Eliminating straight-ticket voting is a violation of the U.S. Constitution, the Voting Rights Act and the Americans with Disabilities Act, according to a lawsuit filed in U.S. District Court in Detroit Tuesday. “Voters are going to be forced to vote the entire ballot, which will cause tremendous congestion and lines, which means people aren’t going to be able to wait to vote,” said Mark Brewer, one of the lead lawyers in the case and the former chairman of the Michigan Democratic Party. “Voters will be disenfranchised, and this is going to be particularly bad in African-American voting precincts.” Straight-ticket voting allows voters to fill in one box on the ballot to support all Democrats or all Republicans all the way down the ballot. Local clerks have said the option has helped speed voting lines, which tend to get quite long, especially in urban areas during presidential election years. In 2008, voters in Detroit reported lines that lasted more than two hours.
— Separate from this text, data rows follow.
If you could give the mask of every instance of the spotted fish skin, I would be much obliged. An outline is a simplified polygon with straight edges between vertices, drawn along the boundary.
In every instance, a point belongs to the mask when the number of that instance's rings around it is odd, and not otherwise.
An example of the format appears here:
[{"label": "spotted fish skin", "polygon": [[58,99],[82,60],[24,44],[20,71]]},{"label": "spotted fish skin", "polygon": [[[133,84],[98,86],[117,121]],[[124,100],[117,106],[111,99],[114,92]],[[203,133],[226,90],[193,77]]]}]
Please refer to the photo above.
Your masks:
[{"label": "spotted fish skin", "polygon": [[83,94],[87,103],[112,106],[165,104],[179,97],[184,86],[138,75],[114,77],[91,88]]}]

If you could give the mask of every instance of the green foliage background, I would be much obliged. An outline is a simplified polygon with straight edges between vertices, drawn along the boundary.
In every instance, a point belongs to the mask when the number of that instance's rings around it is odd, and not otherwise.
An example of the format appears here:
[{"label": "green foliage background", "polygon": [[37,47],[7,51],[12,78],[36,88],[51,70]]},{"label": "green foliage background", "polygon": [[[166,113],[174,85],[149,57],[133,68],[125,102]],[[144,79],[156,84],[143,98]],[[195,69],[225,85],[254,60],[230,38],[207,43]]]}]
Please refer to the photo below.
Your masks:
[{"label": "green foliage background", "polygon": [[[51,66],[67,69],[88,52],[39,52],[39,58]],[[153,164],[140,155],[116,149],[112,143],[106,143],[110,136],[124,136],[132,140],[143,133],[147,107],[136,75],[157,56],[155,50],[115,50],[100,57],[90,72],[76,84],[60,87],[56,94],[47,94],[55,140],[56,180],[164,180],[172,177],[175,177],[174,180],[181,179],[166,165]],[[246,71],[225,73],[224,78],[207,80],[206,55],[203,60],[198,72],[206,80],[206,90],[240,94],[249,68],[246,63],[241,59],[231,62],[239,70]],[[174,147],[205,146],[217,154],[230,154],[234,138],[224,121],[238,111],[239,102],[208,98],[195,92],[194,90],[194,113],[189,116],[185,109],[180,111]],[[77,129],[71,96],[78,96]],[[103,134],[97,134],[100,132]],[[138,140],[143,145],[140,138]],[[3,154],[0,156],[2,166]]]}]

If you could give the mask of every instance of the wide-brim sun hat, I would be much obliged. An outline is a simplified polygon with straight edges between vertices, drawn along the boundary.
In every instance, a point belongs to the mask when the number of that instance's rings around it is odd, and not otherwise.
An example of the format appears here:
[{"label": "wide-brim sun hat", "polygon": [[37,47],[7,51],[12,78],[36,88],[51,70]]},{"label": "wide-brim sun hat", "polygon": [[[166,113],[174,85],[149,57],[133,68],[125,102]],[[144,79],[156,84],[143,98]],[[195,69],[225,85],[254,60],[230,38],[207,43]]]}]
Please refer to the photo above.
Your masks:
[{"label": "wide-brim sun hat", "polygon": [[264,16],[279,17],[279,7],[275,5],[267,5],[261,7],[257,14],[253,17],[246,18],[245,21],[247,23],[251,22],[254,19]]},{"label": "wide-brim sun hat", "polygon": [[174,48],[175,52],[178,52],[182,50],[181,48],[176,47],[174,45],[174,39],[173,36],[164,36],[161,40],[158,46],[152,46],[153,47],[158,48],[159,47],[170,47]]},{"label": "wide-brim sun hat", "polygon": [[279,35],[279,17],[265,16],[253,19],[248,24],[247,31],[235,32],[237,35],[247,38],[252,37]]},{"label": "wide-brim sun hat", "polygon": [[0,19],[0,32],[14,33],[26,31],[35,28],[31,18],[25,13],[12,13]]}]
But, mostly along party lines with the bare minimum of 54-52 votes, Republicans in the House agreed with the Senate and voted in December to eliminate the straight-ticket voting options. Forty other states have eliminated the straight-party voting option. Gov. Rick Snyder signed the bill in January, but said the Legislature also should pass a bill that would allow voters to cast absentee ballots without having to provide a reason.
The House has passed a no-reason absentee voting bill, but it is unlikely to be brought up in the state Senate before the November election.
The lawsuit filed against Secretary of State Ruth Johnson by the Michigan State A. Philip Randolph Institute, a civil rights group linked to the AFL-CIO, requests that the law be ruled unconstitutional and that the court restrict it from going into effect.